Dann wurde das erste Telefoninterview für ein paar Wochen später festgesetzt. Ich sprach mit einem Techniker in Zürich und er stellte mir ein paar theoretische Fragen zu Java, nachdem ich den Großteil davon richtig beantwortet hatte, stellte er mir die Aufgabe zum Codieren: Er teilte ein Google-Doc und forderte mich auf, eine Aufgabe zu lösen.
Die Aufgabe war ziemlich unkompliziert, aber wir hatten ein paar Probleme dabei, die von ihm gewünschten Details zu kommunizieren, sodass ich sehr viel Zeit benötigte (im Verhältnis zum Schwierigkeitsgrad der Aufgabe selbst).
Eine Woche später jedoch wurde mir mitgeteilt, dass ich bestanden hatte und dass es für mich mit einem zweiten Telefoninterview weitergehen werde.
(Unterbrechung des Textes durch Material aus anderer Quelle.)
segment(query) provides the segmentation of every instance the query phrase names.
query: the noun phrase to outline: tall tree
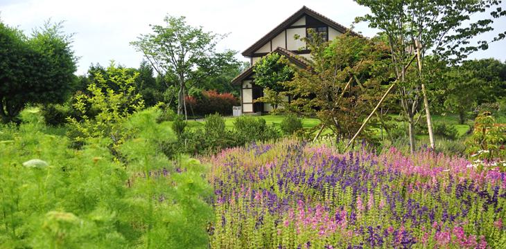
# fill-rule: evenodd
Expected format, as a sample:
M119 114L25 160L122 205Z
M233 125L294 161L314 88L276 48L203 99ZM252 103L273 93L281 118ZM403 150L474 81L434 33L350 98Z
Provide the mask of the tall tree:
M379 100L381 82L387 82L388 50L376 39L348 34L329 43L304 38L311 50L311 68L295 73L284 86L293 97L288 106L316 116L324 127L350 138ZM367 129L366 129L366 131ZM370 138L368 133L363 138Z
M216 53L216 46L225 35L193 27L186 24L184 17L167 16L164 21L165 26L151 25L152 33L142 35L130 44L144 55L159 75L176 77L177 113L186 116L184 97L189 85L198 84L221 68L220 63L227 52Z
M423 99L431 147L434 148L432 121L426 87L424 57L432 54L450 63L460 62L469 53L488 47L487 41L470 43L480 34L492 30L493 19L506 15L495 0L417 1L417 0L356 0L369 7L371 14L357 18L379 28L388 39L394 73L398 79L402 107L408 120L410 145L415 147L415 115L418 102ZM471 17L494 7L490 17L470 21ZM503 39L501 33L494 41ZM410 68L413 59L417 67ZM410 71L417 71L417 75ZM409 75L412 73L412 75Z
M46 23L26 37L0 22L0 118L13 120L27 103L63 102L76 80L71 35Z
M255 84L264 89L264 96L256 100L270 104L274 111L285 101L283 82L291 80L295 71L283 55L272 53L262 57L253 67Z

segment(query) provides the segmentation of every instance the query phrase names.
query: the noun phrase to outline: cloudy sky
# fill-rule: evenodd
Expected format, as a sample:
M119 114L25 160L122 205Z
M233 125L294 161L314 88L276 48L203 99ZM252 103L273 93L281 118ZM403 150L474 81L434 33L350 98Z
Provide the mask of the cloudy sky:
M304 5L345 26L367 12L351 0L0 0L0 19L26 34L50 18L64 21L64 31L75 34L73 48L80 57L77 73L83 74L91 63L107 65L111 59L137 67L142 56L129 42L149 33L148 25L161 24L167 14L185 16L190 24L208 31L229 33L219 48L241 52ZM505 30L506 20L494 27ZM365 24L355 30L368 37L376 33ZM505 61L506 41L473 57Z

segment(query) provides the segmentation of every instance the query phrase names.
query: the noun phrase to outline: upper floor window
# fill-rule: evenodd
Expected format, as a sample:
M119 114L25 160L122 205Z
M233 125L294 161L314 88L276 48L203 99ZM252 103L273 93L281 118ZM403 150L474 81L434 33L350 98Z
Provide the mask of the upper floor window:
M322 42L325 42L329 40L329 27L307 28L306 34L310 40L313 39L313 35L318 35L321 37Z

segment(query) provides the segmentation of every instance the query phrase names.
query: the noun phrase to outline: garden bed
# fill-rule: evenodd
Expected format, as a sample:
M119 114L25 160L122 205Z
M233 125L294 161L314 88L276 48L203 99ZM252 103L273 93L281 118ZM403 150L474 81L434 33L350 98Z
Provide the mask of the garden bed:
M286 140L209 162L213 248L506 246L506 176L462 158Z

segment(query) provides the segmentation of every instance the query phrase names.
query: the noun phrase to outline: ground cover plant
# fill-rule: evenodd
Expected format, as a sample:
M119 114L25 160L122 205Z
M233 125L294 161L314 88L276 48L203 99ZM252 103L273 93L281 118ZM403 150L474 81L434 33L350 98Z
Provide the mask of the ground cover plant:
M209 160L212 248L506 246L506 175L463 158L285 140Z
M118 124L128 137L116 154L110 137L71 149L39 112L24 111L19 126L0 124L0 248L206 247L207 167L160 151L173 136L155 122L159 111Z

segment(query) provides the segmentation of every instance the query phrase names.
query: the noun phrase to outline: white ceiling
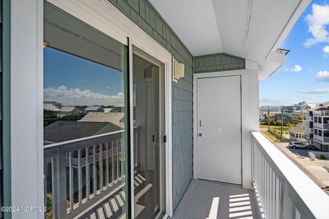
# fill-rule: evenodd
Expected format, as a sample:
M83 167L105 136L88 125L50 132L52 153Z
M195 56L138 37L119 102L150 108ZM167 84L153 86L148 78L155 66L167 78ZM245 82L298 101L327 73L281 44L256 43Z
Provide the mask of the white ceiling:
M193 55L226 53L260 62L280 46L309 0L150 1Z

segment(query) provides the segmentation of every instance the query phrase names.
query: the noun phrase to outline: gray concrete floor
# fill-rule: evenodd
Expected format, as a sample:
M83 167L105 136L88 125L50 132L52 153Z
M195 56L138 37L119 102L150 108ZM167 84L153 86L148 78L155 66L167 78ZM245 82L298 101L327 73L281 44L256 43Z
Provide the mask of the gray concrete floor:
M172 219L206 219L214 197L219 197L217 219L258 218L253 190L239 185L193 179Z

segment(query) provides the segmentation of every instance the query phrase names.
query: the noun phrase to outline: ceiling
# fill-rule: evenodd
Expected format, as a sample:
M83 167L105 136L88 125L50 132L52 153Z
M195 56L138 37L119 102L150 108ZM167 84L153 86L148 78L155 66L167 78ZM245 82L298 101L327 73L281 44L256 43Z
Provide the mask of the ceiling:
M194 56L226 53L257 62L276 51L309 1L150 0Z

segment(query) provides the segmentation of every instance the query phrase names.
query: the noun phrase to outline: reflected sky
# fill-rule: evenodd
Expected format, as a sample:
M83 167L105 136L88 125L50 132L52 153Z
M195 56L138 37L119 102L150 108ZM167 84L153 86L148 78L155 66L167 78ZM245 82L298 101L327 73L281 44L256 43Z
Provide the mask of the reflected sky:
M44 99L63 105L123 102L121 71L62 51L44 49Z

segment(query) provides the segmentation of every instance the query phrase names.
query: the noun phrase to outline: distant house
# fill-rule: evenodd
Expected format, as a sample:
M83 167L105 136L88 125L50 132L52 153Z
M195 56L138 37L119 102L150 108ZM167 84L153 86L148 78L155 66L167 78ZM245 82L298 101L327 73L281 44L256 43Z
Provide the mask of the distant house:
M91 112L84 116L78 122L88 122L88 123L110 123L114 125L124 129L125 124L123 121L123 116L125 114L123 112Z
M297 126L291 126L289 127L290 139L297 142L306 142L306 140L303 137L304 125L300 123Z
M43 101L43 104L51 104L59 109L62 107L62 103L56 101Z
M61 117L63 117L66 116L79 116L83 113L83 111L76 107L62 107L60 114Z
M66 142L120 129L121 128L110 123L79 123L58 120L44 128L44 143L49 144Z
M87 114L88 112L104 112L104 109L102 107L99 105L88 107L84 109L84 113Z

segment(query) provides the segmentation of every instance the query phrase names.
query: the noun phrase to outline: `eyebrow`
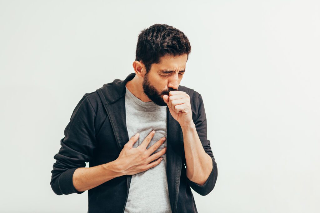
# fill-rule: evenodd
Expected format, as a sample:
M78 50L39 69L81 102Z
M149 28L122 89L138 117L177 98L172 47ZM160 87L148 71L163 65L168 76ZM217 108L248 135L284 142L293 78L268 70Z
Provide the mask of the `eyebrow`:
M166 74L171 73L171 72L173 72L172 70L159 70L159 71L160 71L160 72L162 72L164 74ZM179 71L179 72L184 72L185 71L186 71L186 69L185 69L183 70L180 70L180 71Z

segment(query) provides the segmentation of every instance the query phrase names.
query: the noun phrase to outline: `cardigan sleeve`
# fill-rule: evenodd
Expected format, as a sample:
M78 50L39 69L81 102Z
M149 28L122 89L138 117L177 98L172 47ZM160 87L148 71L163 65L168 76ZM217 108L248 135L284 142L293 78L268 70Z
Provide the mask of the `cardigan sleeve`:
M198 100L198 114L196 120L194 121L202 146L206 153L212 159L212 169L209 177L203 185L199 185L190 180L188 177L187 180L189 186L195 191L202 195L204 196L209 194L214 187L218 176L218 168L210 146L210 141L207 138L207 120L205 111L202 98L200 94Z
M84 95L77 104L64 130L61 147L53 158L50 185L58 195L81 194L75 187L72 177L78 168L85 166L96 146L94 126L95 112Z

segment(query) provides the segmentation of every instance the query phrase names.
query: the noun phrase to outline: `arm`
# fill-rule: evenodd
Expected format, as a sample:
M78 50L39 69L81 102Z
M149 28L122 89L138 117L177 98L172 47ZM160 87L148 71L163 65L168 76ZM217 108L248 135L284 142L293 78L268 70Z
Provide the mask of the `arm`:
M218 176L217 163L207 138L204 107L199 94L198 113L194 125L182 128L187 182L196 192L204 196L213 189Z
M123 175L116 160L101 165L87 168L78 168L73 174L75 188L83 192L112 179Z
M85 95L73 111L60 141L61 147L53 158L50 184L57 194L81 194L113 178L123 175L117 162L89 168L96 147L95 112Z

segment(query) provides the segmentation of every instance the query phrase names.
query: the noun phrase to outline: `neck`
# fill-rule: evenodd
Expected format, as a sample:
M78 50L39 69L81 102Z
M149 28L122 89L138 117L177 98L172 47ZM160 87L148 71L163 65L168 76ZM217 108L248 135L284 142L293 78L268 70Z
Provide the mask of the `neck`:
M144 92L142 81L136 75L133 78L127 82L125 86L130 92L137 98L144 102L151 101Z

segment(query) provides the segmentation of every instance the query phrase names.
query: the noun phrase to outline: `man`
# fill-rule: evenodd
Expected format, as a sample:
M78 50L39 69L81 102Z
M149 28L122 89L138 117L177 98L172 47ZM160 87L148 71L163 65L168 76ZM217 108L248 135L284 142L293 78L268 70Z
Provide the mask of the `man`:
M88 190L88 212L197 212L190 187L206 195L218 173L201 96L179 85L191 50L172 26L141 31L134 72L74 110L54 156L56 194Z

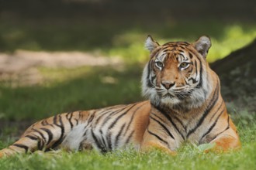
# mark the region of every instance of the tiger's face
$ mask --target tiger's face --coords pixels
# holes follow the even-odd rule
[[[176,42],[162,46],[148,36],[146,47],[150,60],[144,70],[144,94],[155,106],[176,110],[201,106],[211,91],[206,61],[210,46],[206,36],[192,44]]]

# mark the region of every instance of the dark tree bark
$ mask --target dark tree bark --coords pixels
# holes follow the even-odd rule
[[[211,64],[219,75],[223,98],[256,111],[256,39]]]

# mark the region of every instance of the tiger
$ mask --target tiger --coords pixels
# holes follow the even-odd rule
[[[60,148],[106,153],[129,144],[138,151],[159,148],[175,155],[185,142],[213,144],[213,151],[240,148],[219,77],[206,61],[211,46],[206,36],[163,45],[148,36],[150,59],[141,79],[147,100],[43,119],[1,150],[0,158]]]

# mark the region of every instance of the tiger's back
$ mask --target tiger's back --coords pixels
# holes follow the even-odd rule
[[[150,104],[144,101],[99,110],[57,114],[30,126],[6,155],[64,148],[78,151],[112,151],[140,144],[148,124]],[[3,152],[3,151],[2,151]]]

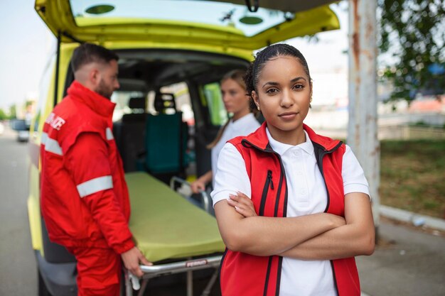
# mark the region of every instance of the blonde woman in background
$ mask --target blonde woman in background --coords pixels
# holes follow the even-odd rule
[[[227,113],[232,114],[229,121],[221,128],[216,138],[207,148],[212,149],[212,170],[191,183],[193,193],[205,190],[205,186],[213,180],[218,157],[225,142],[238,136],[247,136],[259,127],[259,123],[251,112],[250,96],[247,95],[244,82],[245,72],[235,70],[227,73],[221,80],[222,102]]]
Diesmal sprach ich mit einem Techniker in Dublin, und nach den Standard-Java- und Netzwerkfragen wurde ich aufgefordert, eine Aufgabe in Java zu lösen, was ich tat, und dann wurde mir noch eine weitere Aufgabe gestellt.
Es war eine Stringmanipulationsaufgabe: Gegeben ist ein String, gesucht ist das minimale Fenster, das eine gegebene Anzahl von Zeichen enthält.
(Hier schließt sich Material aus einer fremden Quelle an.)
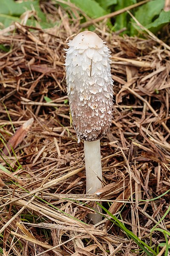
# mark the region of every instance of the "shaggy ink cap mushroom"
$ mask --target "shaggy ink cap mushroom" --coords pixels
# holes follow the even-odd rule
[[[68,44],[65,61],[67,93],[78,138],[87,141],[104,136],[111,124],[113,81],[110,52],[95,33],[84,31]]]

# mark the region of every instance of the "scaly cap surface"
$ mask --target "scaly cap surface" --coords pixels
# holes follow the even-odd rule
[[[78,138],[101,138],[112,118],[113,81],[110,52],[93,32],[78,34],[68,44],[65,61],[67,93]]]

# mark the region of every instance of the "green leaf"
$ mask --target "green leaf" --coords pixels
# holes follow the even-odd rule
[[[14,0],[0,0],[0,23],[4,27],[10,26],[14,21],[20,21],[20,16],[27,10],[35,10],[39,18],[39,24],[42,28],[49,25],[46,22],[46,15],[41,12],[39,0],[28,0],[23,2],[16,2]],[[26,24],[35,26],[37,21],[33,16],[29,18]]]
[[[155,33],[169,22],[170,22],[170,11],[164,12],[162,10],[158,18],[146,26],[146,27]]]
[[[154,0],[139,6],[135,12],[135,17],[143,26],[153,21],[155,17],[159,15],[164,8],[164,0]]]
[[[6,172],[6,174],[11,174],[12,173],[8,170],[5,166],[2,165],[1,164],[0,164],[0,170],[3,171],[4,172]]]
[[[164,246],[165,246],[165,243],[160,243],[160,244],[159,244],[158,246],[159,247],[164,247]],[[168,245],[168,248],[170,249],[170,245]]]
[[[136,3],[136,0],[129,0],[124,1],[124,0],[119,0],[118,4],[115,7],[115,11],[118,11],[127,6],[128,6]],[[115,17],[115,30],[119,30],[124,27],[127,28],[128,26],[129,21],[128,13],[125,12],[120,14]]]
[[[153,0],[149,2],[138,7],[135,12],[135,17],[140,23],[150,29],[151,27],[150,24],[154,23],[154,20],[157,19],[159,16],[161,10],[164,8],[164,0]],[[135,23],[132,18],[131,19],[130,22],[132,24]],[[135,24],[135,26],[138,30],[141,30],[141,29],[136,24]],[[132,35],[138,33],[137,30],[133,25],[131,26],[130,31]]]
[[[65,1],[66,3],[67,0],[65,0]],[[56,2],[58,4],[63,6],[63,8],[66,8],[67,9],[69,9],[68,6],[66,5],[66,3],[64,6],[60,2],[57,1]],[[108,13],[95,0],[70,0],[70,2],[81,9],[87,16],[91,18],[97,18]]]
[[[116,4],[118,3],[118,0],[96,0],[97,2],[104,9],[106,10],[108,7]]]
[[[0,50],[8,53],[10,49],[9,47],[4,46],[3,44],[0,44]]]

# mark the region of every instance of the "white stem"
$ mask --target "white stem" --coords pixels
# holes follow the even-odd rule
[[[101,164],[100,140],[94,141],[84,141],[84,154],[86,174],[86,193],[94,194],[102,187],[102,171]],[[99,179],[98,178],[98,177]],[[101,211],[98,206],[95,208]],[[99,214],[89,214],[95,224],[102,220],[102,215]]]

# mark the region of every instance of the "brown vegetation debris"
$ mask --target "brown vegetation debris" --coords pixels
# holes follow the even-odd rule
[[[104,211],[94,226],[89,206],[102,202],[148,244],[158,221],[170,228],[169,212],[161,218],[170,203],[170,52],[154,38],[97,29],[112,53],[114,118],[101,141],[103,187],[86,195],[64,66],[66,39],[76,31],[64,21],[46,31],[17,23],[14,33],[0,35],[9,49],[0,50],[0,247],[4,255],[127,255],[136,244]],[[153,244],[164,239],[154,233]]]

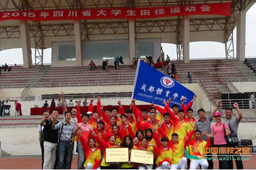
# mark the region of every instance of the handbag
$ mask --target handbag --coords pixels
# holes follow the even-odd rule
[[[52,122],[52,123],[53,123],[53,122]],[[61,135],[62,129],[63,129],[63,126],[64,126],[64,123],[62,122],[62,128],[61,128],[61,130],[60,130],[60,135],[59,136],[59,139],[58,139],[58,143],[57,143],[57,147],[56,148],[56,159],[55,159],[55,162],[54,163],[53,169],[57,169],[57,165],[58,162],[59,162],[59,157],[58,157],[59,143],[60,143],[60,135]]]
[[[232,139],[231,139],[231,138],[229,136],[227,136],[226,135],[226,131],[225,131],[225,126],[224,126],[224,124],[223,124],[223,130],[224,131],[224,138],[225,138],[225,140],[226,141],[226,144],[228,145],[232,145],[233,144],[233,141]]]

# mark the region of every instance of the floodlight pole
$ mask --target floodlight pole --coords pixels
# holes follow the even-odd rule
[[[23,67],[29,68],[32,66],[31,48],[28,24],[26,20],[19,21],[20,28],[21,46],[23,58]]]
[[[128,19],[129,36],[129,58],[130,63],[133,58],[136,58],[136,49],[135,42],[134,19]]]
[[[245,56],[246,14],[242,10],[237,16],[237,59],[240,61],[244,61]]]
[[[183,44],[183,60],[185,63],[189,62],[189,16],[183,16],[182,33]]]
Ich versuchte, sie zu lösen, hatte ein derartige Aufgabe aber nie zuvor gesehen, und da ich sehr nervös war, kam ich buchstäblich auf keine bessere Lösung als das unbedarfte O(n^2)....Ich wusste, dass es ein O(n) gab, aber es fiel mir einfach nicht eint....daher tat ich schließlich gar nichts. Klassischer Fehler.
Jedoch der Interviewer versuchte so gut wie möglich, mir zu helfen, locker zu bleiben... alles in allem war er sehr nett!
Allerdings wurde mir nach einer Woche mitgeteilt, dass ich das Interview nicht bestanden hatte, was nicht überraschend ist.